Togli zucche novelline, lavale bene con acqua calda, e spremile fortemente, e metti a cocere con latte d'amandole. Nota che i mangiari d'erbe e foglie minute per l'infermi, si possono cocere nel brodo de la carne che si dà a loro.
De i ceci per li 'nfermi.
Togli ceci rossi o bianchi; metti a cocere con oglio e sale et pepe et zaffarano e un poco di ruta; pesta nel mortaio, e mangia.

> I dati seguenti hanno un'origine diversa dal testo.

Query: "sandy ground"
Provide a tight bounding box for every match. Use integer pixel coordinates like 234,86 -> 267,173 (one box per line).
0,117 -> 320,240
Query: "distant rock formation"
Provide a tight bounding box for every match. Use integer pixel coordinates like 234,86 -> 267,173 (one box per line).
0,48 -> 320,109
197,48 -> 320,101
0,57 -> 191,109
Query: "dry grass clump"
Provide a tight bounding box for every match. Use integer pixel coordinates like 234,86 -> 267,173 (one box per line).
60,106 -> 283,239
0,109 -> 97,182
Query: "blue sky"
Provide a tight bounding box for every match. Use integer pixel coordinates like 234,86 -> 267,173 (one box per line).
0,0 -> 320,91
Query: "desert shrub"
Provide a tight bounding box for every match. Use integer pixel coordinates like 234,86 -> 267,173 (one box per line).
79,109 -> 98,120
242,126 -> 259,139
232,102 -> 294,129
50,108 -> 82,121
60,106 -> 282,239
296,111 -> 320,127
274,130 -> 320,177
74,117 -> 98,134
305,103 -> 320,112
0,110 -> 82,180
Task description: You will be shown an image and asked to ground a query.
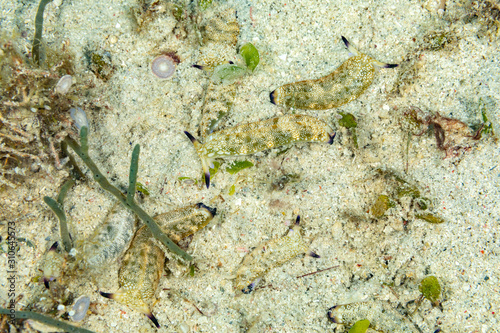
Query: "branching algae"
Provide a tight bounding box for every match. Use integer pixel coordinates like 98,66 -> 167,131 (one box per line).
184,115 -> 335,188
269,36 -> 398,110
64,126 -> 193,260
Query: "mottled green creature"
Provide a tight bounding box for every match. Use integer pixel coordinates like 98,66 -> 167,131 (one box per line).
154,202 -> 217,243
100,202 -> 216,327
100,226 -> 165,327
42,242 -> 65,289
184,115 -> 335,188
235,215 -> 319,294
269,36 -> 398,110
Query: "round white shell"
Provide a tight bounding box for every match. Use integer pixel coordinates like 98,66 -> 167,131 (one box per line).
54,75 -> 73,95
151,55 -> 175,79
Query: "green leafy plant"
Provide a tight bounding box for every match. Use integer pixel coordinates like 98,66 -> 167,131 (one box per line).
349,319 -> 370,333
240,43 -> 260,72
418,275 -> 441,305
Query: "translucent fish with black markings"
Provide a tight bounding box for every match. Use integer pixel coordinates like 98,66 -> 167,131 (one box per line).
154,202 -> 217,243
235,216 -> 319,294
184,115 -> 335,188
100,226 -> 165,327
269,36 -> 398,110
42,242 -> 65,289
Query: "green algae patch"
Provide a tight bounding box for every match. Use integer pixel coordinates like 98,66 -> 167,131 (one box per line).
339,112 -> 358,129
396,185 -> 420,199
226,161 -> 253,175
349,319 -> 370,333
211,64 -> 246,84
228,184 -> 236,195
240,43 -> 260,72
339,112 -> 359,148
418,276 -> 441,305
198,0 -> 212,10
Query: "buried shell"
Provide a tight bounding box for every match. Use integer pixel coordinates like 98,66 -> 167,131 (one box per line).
99,226 -> 165,327
269,36 -> 397,110
184,115 -> 335,188
100,202 -> 216,327
83,203 -> 136,267
235,215 -> 319,294
154,202 -> 217,243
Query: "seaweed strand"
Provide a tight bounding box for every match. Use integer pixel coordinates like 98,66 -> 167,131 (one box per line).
43,179 -> 75,252
64,126 -> 193,261
31,0 -> 52,66
0,308 -> 94,333
127,145 -> 141,203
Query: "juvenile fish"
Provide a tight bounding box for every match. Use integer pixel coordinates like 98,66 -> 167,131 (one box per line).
99,226 -> 165,327
269,36 -> 398,110
154,202 -> 217,243
235,216 -> 319,294
184,115 -> 335,188
42,242 -> 65,289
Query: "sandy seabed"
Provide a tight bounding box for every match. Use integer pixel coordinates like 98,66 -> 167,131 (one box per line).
0,0 -> 500,332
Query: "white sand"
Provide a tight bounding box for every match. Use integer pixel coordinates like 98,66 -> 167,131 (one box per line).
0,0 -> 500,332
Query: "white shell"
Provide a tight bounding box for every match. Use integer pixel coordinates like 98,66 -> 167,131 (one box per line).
54,75 -> 73,95
151,55 -> 175,79
71,296 -> 90,321
69,108 -> 89,129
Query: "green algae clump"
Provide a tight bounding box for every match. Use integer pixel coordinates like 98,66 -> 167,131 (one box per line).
418,275 -> 441,305
240,43 -> 260,72
371,194 -> 394,218
339,112 -> 359,148
415,213 -> 444,224
226,160 -> 253,175
349,319 -> 370,333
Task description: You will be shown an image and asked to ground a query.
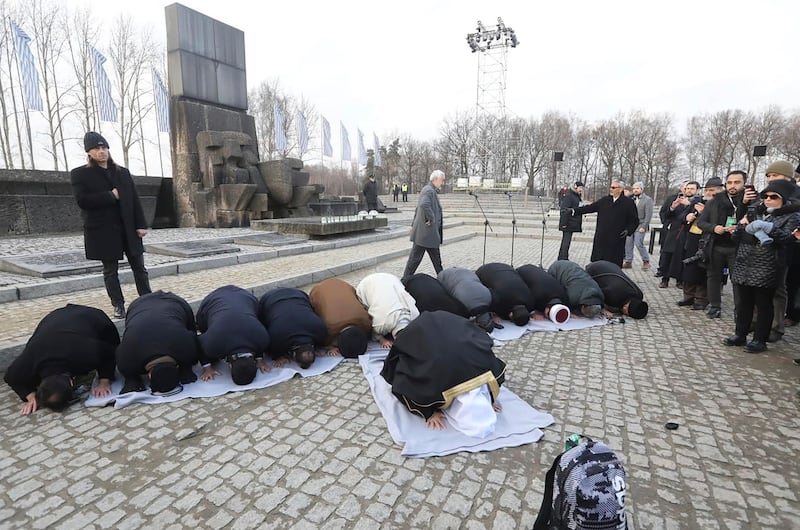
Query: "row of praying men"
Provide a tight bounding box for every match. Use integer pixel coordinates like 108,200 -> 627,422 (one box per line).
5,261 -> 647,428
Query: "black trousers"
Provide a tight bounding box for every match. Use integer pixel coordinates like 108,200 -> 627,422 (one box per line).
558,232 -> 574,260
403,245 -> 442,278
706,245 -> 739,307
733,285 -> 775,342
103,252 -> 151,307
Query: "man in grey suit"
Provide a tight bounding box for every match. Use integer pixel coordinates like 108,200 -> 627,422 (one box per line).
403,169 -> 444,278
622,182 -> 653,271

Anche togli ceci infranti, e lessali, e gittata via l'acqua, mettili in un'altra acqua a cocere con oglio o lardo battuto, sale, zaffarano, spezie, tuorla d'ova battute, e un poco di cascio; e mesta tutte cose insieme, e dà mangiare.
De le lattuche.
Togli lattuche fesse in due parti, e cocile senza sale; e poste sul taglieri, dàlle a mangiare con verde salsa, o savore.
Dei peselli freschi per li 'nfermi.
Togli i pesi novelli e latte spesso, e amandole, e ponvi un poco di sale: poi fà uno coppo di pasta bene composto: giungivi su, se tu vuoli, zuccaro, e metti a cocere, e mangia.
De l'amandolato et del farro per li 'nfermi.
Togli l'amandole, e mondale; pestale e distempera con acqua bullita, e poni latte a cocere con la meròla del pane, o vero farro; e ponvi tuorla d'ova sane; e pesti, ovvero distemperati, mettivi zaffarano, et zuccaro, e uno poco di sale.